Glucocorticoids administered as methylprednisolone 1000 mg intravenously per day for 1 to 3 days followed by oral prednisone 1 mg/kg/day (not to exceed 80 mg/day and tapered per clinical need) are recommended to treat severe vasculitis symptoms. This regimen should begin within 14 days prior to or with the initiation of Rituxan and may continue during and after the 4-week course of Rituxan treatment.
- Step 1:
- Calculate body surface area (BSA) of the patient using his/her height and weight
- Step 2:
- Using the patient's BSA, calculate the weekly Rituxan dose with the following formula:Weekly dose=BSA (m2) × 375 mg
- Step 3:
- Rituxan should be administered once weekly
for 4 weeks
- Following methylprednisolone infusions, oral prednisone 1 mg/kg/day is recommended (not to exceed 80 mg/day and tapered per clinical need)

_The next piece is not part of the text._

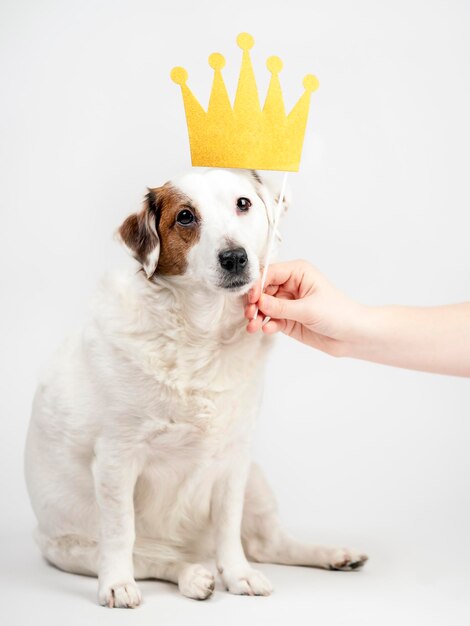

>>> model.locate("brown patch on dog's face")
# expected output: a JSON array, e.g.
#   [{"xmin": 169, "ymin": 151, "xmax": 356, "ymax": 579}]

PCP prophylaxis is also recommended for patients with GPA or MPA during treatment and for at least 6 months following the last Rituxan infusion.
GPA, granulomatosis with polyangiitis; MPA, microscopic polyangiitis; PCP=Pneumocystis jirovecii pneumonia.
DOSING AND ADMINISTRATION FOR GPA & MPA FOLLOW-UP THERAPY
If induction treatment of active disease was with Rituxan, follow-up treatment with Rituxan should be initiated within 24 weeks after the last Rituxan induction infusion or based on clinical evaluation, but no sooner than 16 weeks after the last Rituxan induction infusion.
If induction treatment of active disease was with other standard of care immunosuppressants, Rituxan follow-up treatment should be initiated within the 4-week period that follows achievement of disease control.
Administer Rituxan as two 500 mg intravenous infusions separated by two weeks, followed by a 500 mg intravenous infusion every 6 months thereafter based on clinical evaluation.
Patients should receive 100 mg intravenous methylprednisolone to be completed 30 minutes prior to each Rituxan infusion.